La plupart des médicaments anticancéreux qui entrent en phase d'essai clinique chez les enfants et les adolescents n'atteignent pas les essais de phase avancée ni n'obtiennent d'approbation réglementaire pédiatrique, selon une nouvelle recherche publiée dans Cancer.
Sur une période de 15 ans, seulement 17,7 % des médicaments anticancéreux ayant participé à des essais cliniques éligibles pour les enfants ont atteint un essai pédiatrique de phase 3. L'incidence cumulée à 10 ans de l'approbation pédiatrique par la FDA était de seulement 12,0 %, contre 38,7 % pour l'approbation adulte par la FDA sur la même période. De plus, plus d'un tiers des médicaments ayant débuté des essais cliniques pédiatriques n'ont fait l'objet d'aucun autre essai pédiatrique dans un délai de 5 ans.
L'étude a analysé les calendriers cliniques et réglementaires de 191 agents anticancéreux, tous ayant initié un premier essai impliquant des patients de moins de 18 ans entre 2005 et 2020. Près des deux tiers des agents étaient des inhibiteurs de petites molécules. Seulement 11 % étaient approuvés par la FDA chez les adultes au moment de leur premier essai chez les enfants et les adolescents.
Dix ans après l'essai initial éligible pour les enfants, l'incidence cumulée des essais pédiatriques ultérieurs de phase 1, 2 et 3 était respectivement de 56,1 %, 63 % et 17,7 %. Parmi les médicaments non encore approuvés au début de leur premier essai pédiatrique éligible, l'incidence cumulée à 10 ans de l'approbation pédiatrique ultérieure par la FDA et par l'Agence européenne des médicaments (EMA) était respectivement de 12 % et 5,6 %. Les approbations pour adultes étaient bien plus fréquentes, avec une incidence cumulée à 10 ans de 38,7 % pour la FDA et de 31,7 % pour l'EMA.
Les médicaments entrés en phase d'essai pédiatrique en phase 1/2 ou en phase 2 étaient plus susceptibles d'obtenir une approbation ultérieure que les médicaments débutant en phase 1, tout comme les médicaments déjà approuvés par la FDA ou l'EMA chez les adultes. « Ces résultats peuvent refléter une attente a priori plus élevée de bénéfice clinique dans l'essai et plaident en faveur de davantage d'études initiales de confirmation de dose en oncologie pédiatrique », ont écrit les auteurs.

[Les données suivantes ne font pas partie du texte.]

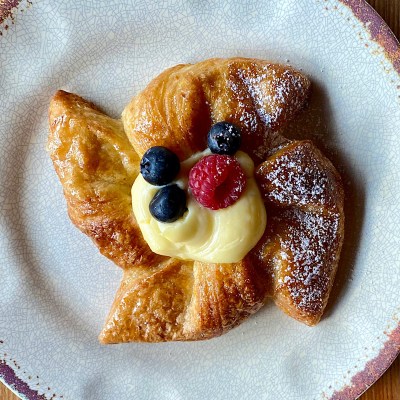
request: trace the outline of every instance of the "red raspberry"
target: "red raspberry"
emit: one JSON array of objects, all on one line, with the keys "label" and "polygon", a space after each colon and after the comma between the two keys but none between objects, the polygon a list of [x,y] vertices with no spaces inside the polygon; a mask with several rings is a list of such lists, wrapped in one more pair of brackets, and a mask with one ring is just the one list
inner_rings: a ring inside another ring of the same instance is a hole
[{"label": "red raspberry", "polygon": [[189,187],[194,198],[211,210],[235,203],[246,186],[239,162],[230,156],[203,157],[189,172]]}]

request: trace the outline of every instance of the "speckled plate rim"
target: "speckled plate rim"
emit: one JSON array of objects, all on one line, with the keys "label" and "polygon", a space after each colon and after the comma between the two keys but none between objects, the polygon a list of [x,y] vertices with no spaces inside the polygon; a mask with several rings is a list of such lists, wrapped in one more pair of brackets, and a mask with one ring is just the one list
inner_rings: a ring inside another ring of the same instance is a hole
[{"label": "speckled plate rim", "polygon": [[[383,18],[366,0],[337,1],[352,11],[353,15],[369,33],[371,40],[382,47],[385,58],[400,75],[400,43]],[[14,0],[7,3],[6,8],[2,5],[3,8],[0,11],[3,11],[4,14],[3,18],[0,18],[0,23],[6,21],[10,15],[12,16],[12,11],[18,7],[19,3],[19,1]],[[387,336],[387,340],[379,354],[369,360],[362,371],[351,377],[349,385],[345,385],[340,390],[335,391],[331,397],[326,397],[327,400],[355,400],[385,373],[400,354],[400,321],[396,328],[391,332],[384,332],[384,334]],[[45,395],[41,395],[36,390],[31,389],[26,382],[16,375],[14,369],[1,358],[0,382],[24,400],[46,400]]]}]

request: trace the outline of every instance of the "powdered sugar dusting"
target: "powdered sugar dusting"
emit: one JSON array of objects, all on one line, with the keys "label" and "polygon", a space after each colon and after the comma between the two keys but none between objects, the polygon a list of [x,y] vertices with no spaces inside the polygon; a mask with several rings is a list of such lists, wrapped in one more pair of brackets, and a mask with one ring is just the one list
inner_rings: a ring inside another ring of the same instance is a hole
[{"label": "powdered sugar dusting", "polygon": [[[271,262],[275,293],[311,315],[321,314],[343,239],[343,193],[332,164],[311,142],[292,142],[259,166],[269,211],[263,256]],[[271,272],[271,271],[270,271]]]},{"label": "powdered sugar dusting", "polygon": [[287,268],[275,271],[279,277],[276,290],[288,289],[299,309],[320,312],[336,266],[339,215],[288,209],[277,219],[285,225],[279,241]]},{"label": "powdered sugar dusting", "polygon": [[[190,156],[203,143],[194,138],[212,123],[238,125],[242,150],[256,164],[267,159],[257,176],[269,215],[262,246],[271,244],[270,254],[258,255],[255,249],[254,255],[264,265],[275,265],[268,271],[275,291],[289,293],[288,301],[304,315],[320,316],[342,241],[340,178],[311,142],[290,142],[280,133],[304,107],[308,78],[287,66],[244,58],[206,60],[184,67],[176,79],[160,77],[154,81],[158,86],[150,84],[134,100],[135,107],[124,112],[125,126],[140,146],[172,146]],[[184,79],[177,91],[179,77]],[[204,126],[196,131],[202,121]]]},{"label": "powdered sugar dusting", "polygon": [[[246,73],[248,70],[239,69],[238,76],[245,84],[247,89],[247,93],[252,99],[253,104],[255,105],[255,110],[260,117],[261,121],[270,128],[272,123],[276,121],[279,115],[282,113],[282,108],[277,107],[275,110],[271,108],[268,110],[265,108],[265,105],[273,104],[273,96],[275,93],[269,93],[268,88],[265,87],[265,81],[271,79],[272,77],[276,76],[275,70],[269,70],[269,65],[266,65],[262,68],[262,72],[255,76],[251,76],[250,74]],[[266,90],[267,89],[267,90]],[[268,107],[269,108],[269,107]]]},{"label": "powdered sugar dusting", "polygon": [[269,201],[314,211],[335,204],[336,177],[328,160],[321,161],[311,142],[297,142],[258,169]]},{"label": "powdered sugar dusting", "polygon": [[309,86],[300,73],[275,64],[231,66],[228,87],[258,159],[282,141],[276,131],[303,107]]},{"label": "powdered sugar dusting", "polygon": [[211,59],[164,71],[123,112],[135,150],[166,146],[181,159],[202,151],[212,123],[242,131],[242,149],[259,163],[286,139],[277,131],[306,103],[310,81],[262,60]]}]

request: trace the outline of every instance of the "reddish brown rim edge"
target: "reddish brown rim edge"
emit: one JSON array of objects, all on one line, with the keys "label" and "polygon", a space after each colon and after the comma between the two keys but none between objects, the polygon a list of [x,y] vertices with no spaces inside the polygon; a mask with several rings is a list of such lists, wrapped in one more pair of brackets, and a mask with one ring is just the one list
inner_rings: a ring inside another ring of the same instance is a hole
[{"label": "reddish brown rim edge", "polygon": [[[395,71],[400,74],[400,43],[377,11],[365,0],[338,0],[353,12],[354,16],[364,25],[371,39],[384,50],[388,61]],[[388,334],[382,350],[364,369],[355,374],[350,385],[335,391],[330,400],[355,400],[371,387],[390,367],[400,354],[400,323]]]},{"label": "reddish brown rim edge", "polygon": [[0,24],[5,21],[15,8],[18,7],[21,0],[4,0],[0,1]]},{"label": "reddish brown rim edge", "polygon": [[[354,16],[363,23],[364,28],[370,33],[371,39],[382,46],[386,57],[397,73],[400,74],[400,44],[383,18],[365,0],[338,1],[352,10]],[[11,4],[15,7],[18,3],[19,1],[15,0],[7,1],[6,7],[8,7],[0,11],[10,11],[8,8]],[[367,25],[367,23],[369,24]],[[400,323],[388,335],[388,340],[378,356],[368,361],[364,370],[352,377],[351,385],[346,385],[340,391],[335,391],[330,400],[355,400],[383,375],[399,353]],[[18,378],[14,370],[3,360],[0,360],[0,378],[7,386],[17,391],[19,396],[24,396],[29,400],[46,400],[44,395],[40,395],[37,391],[31,389],[26,382]]]},{"label": "reddish brown rim edge", "polygon": [[0,381],[5,383],[6,386],[8,386],[12,391],[16,392],[17,395],[23,399],[46,400],[44,395],[39,394],[34,389],[31,389],[26,382],[18,378],[14,370],[7,365],[4,360],[0,360]]},{"label": "reddish brown rim edge", "polygon": [[355,400],[383,375],[400,352],[400,323],[387,336],[388,340],[379,354],[351,378],[349,385],[335,391],[330,400]]},{"label": "reddish brown rim edge", "polygon": [[378,12],[365,0],[338,0],[364,25],[371,39],[382,46],[385,56],[400,74],[400,43]]}]

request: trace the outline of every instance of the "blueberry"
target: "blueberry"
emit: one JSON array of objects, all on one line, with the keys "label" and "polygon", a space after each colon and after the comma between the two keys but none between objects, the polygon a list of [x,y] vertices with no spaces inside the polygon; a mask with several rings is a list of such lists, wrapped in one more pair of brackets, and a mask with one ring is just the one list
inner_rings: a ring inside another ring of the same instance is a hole
[{"label": "blueberry", "polygon": [[235,154],[242,141],[240,129],[230,122],[217,122],[208,132],[207,144],[215,154]]},{"label": "blueberry", "polygon": [[149,205],[150,214],[160,222],[174,222],[187,211],[186,194],[178,185],[162,187]]},{"label": "blueberry", "polygon": [[179,169],[178,156],[162,146],[151,147],[140,161],[140,173],[152,185],[162,186],[172,182]]}]

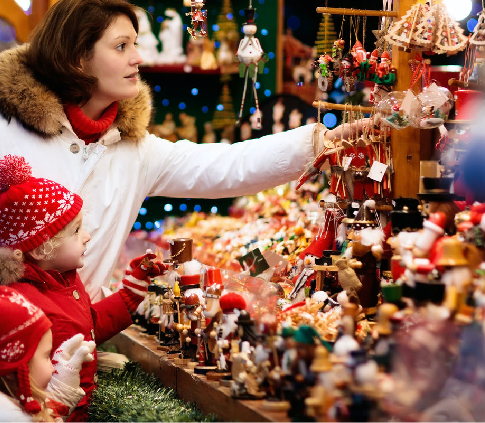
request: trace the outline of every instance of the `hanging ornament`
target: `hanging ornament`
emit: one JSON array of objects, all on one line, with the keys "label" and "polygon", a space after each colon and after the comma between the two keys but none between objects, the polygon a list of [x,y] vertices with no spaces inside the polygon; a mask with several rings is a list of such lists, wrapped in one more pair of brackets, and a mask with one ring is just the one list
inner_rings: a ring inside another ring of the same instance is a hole
[{"label": "hanging ornament", "polygon": [[386,40],[404,50],[456,54],[465,49],[467,37],[440,0],[420,0],[394,23]]},{"label": "hanging ornament", "polygon": [[392,26],[392,18],[386,16],[380,25],[380,29],[372,30],[372,33],[376,37],[376,42],[374,44],[379,54],[382,54],[385,51],[390,54],[392,51],[392,44],[386,40],[386,34]]},{"label": "hanging ornament", "polygon": [[254,101],[256,105],[255,119],[256,129],[261,128],[261,112],[259,110],[258,92],[256,90],[256,80],[258,73],[263,73],[264,64],[268,61],[267,55],[263,52],[259,40],[254,36],[258,27],[254,23],[254,14],[256,9],[252,7],[252,0],[249,0],[249,7],[245,10],[246,23],[243,25],[244,38],[240,41],[237,49],[237,58],[239,59],[239,76],[244,78],[244,88],[241,100],[241,108],[236,125],[241,123],[241,118],[246,99],[248,80],[251,80],[253,86]]},{"label": "hanging ornament", "polygon": [[203,7],[202,0],[192,0],[190,12],[185,14],[192,17],[192,27],[188,27],[187,31],[194,40],[207,36],[207,10],[202,10]]},{"label": "hanging ornament", "polygon": [[333,87],[332,58],[328,54],[322,54],[314,66],[318,70],[317,82],[320,91],[331,91]]},{"label": "hanging ornament", "polygon": [[[446,88],[444,90],[448,91]],[[421,102],[421,113],[417,125],[419,128],[438,128],[448,119],[454,102],[453,97],[450,98],[444,90],[443,87],[438,87],[433,82],[418,94],[418,100]],[[448,93],[450,92],[448,91]]]},{"label": "hanging ornament", "polygon": [[482,10],[478,15],[478,23],[475,25],[473,34],[470,37],[470,44],[476,50],[480,51],[485,49],[485,10]]},{"label": "hanging ornament", "polygon": [[346,54],[340,61],[340,77],[344,83],[344,91],[355,91],[355,78],[353,72],[353,57],[351,54]]},{"label": "hanging ornament", "polygon": [[392,91],[379,102],[378,108],[382,123],[403,129],[419,119],[421,103],[411,90]]},{"label": "hanging ornament", "polygon": [[342,38],[335,40],[332,47],[333,71],[336,75],[340,74],[340,61],[342,60],[345,41]]}]

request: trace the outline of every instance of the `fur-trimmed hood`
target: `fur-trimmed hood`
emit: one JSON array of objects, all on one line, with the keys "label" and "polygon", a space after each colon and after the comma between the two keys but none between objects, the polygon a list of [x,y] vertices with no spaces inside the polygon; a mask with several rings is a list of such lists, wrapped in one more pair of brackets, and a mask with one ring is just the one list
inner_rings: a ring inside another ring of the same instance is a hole
[{"label": "fur-trimmed hood", "polygon": [[[36,80],[25,62],[26,49],[24,44],[0,54],[0,113],[8,120],[18,119],[43,137],[57,135],[65,121],[62,103],[53,91]],[[135,98],[119,102],[115,124],[125,139],[143,137],[150,123],[150,88],[142,81],[139,87]]]}]

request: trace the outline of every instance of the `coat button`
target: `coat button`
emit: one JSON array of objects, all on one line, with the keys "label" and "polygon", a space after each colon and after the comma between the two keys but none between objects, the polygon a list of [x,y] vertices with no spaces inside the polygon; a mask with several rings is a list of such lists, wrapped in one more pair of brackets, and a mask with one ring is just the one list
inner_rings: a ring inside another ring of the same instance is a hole
[{"label": "coat button", "polygon": [[69,147],[69,150],[71,150],[71,153],[77,154],[81,150],[81,147],[77,145],[75,142],[71,144],[71,147]]},{"label": "coat button", "polygon": [[91,329],[91,339],[94,341],[94,329]]},{"label": "coat button", "polygon": [[72,296],[76,299],[76,300],[79,300],[79,292],[77,292],[76,290],[73,291],[72,293]]},{"label": "coat button", "polygon": [[93,381],[94,381],[94,383],[98,383],[98,374],[97,373],[94,374]]}]

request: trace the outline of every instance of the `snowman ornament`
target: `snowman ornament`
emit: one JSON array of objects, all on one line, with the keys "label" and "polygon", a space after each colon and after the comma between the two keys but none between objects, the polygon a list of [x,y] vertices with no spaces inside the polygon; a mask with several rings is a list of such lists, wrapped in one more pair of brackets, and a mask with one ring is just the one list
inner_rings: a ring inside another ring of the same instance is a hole
[{"label": "snowman ornament", "polygon": [[256,128],[261,129],[261,112],[259,110],[258,92],[256,90],[256,82],[258,72],[262,73],[264,70],[264,63],[267,61],[266,55],[263,52],[259,40],[254,36],[258,27],[254,23],[254,13],[256,9],[251,6],[249,1],[249,8],[245,10],[246,23],[243,25],[244,38],[239,42],[237,49],[237,58],[239,59],[239,76],[244,78],[243,96],[241,100],[241,107],[239,109],[239,116],[236,125],[241,123],[241,117],[244,109],[244,102],[246,99],[246,92],[248,89],[248,82],[251,80],[254,101],[256,105]]}]

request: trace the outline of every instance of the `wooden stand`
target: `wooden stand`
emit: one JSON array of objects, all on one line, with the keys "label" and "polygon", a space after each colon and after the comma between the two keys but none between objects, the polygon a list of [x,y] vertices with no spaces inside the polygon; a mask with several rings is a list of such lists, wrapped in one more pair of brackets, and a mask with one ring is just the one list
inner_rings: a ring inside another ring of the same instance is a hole
[{"label": "wooden stand", "polygon": [[158,350],[155,341],[141,338],[134,327],[119,333],[110,342],[120,353],[136,360],[146,372],[155,374],[165,386],[174,389],[184,401],[195,402],[202,412],[216,414],[219,421],[290,421],[286,411],[265,410],[261,400],[234,399],[230,389],[219,386],[219,382],[195,374],[193,369],[177,366],[175,357]]}]

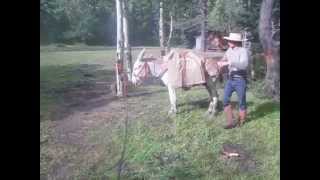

Le développement de médicaments anticancéreux pédiatriques présente des défis distincts par rapport aux médicaments pour adultes. Les cancers pédiatriques sont rares et biologiquement hétérogènes. Les essais pédiatriques soulèvent également des préoccupations éthiques complexes qui peuvent entraver le recrutement. Combinés à de faibles perspectives commerciales, ces facteurs entraînent un faible investissement de la part des entreprises pharmaceutiques, ce qui se traduit par un développement relativement plus lent que celui des agents pour adultes.
Une étude de 2019 a révélé que le délai médian entre le premier essai chez l'humain et le premier essai chez l'enfant pour les médicaments oncologiques ayant finalement obtenu l'approbation de la FDA était de 6,5 ans, avec une fourchette allant jusqu'à 27,7 ans. Une analyse plus récente a montré que seulement 1,4 % des nouveaux médicaments anticancéreux entrant en essai clinique dans n'importe quel groupe d'âge obtenaient une approbation pédiatrique de la FDA dans les 10 ans.
Cependant, le rythme des nouvelles approbations de médicaments par la FDA pour les enfants et les adolescents s'est considérablement accéléré au cours de la dernière décennie. « Grâce aux incitations et au travail acharné, nous avons assisté récemment à une croissance exponentielle des approbations de la FDA pour les médicaments [pédiatriques] », a déclaré un responsable du St. Jude Children's Research Hospital lors d'une récente réunion annuelle de l'AACR. « Si l'on regarde les 3 dernières années, nous avons régulièrement des médicaments approuvés pour les enfants atteints de cancer. »
Deux contraintes principales freinent encore le pipeline pédiatrique : un financement insuffisant spécifiquement pour les médicaments pédiatriques et une taille de marché réduite, ce qui peut conduire à des décisions commerciales d'abandon du développement.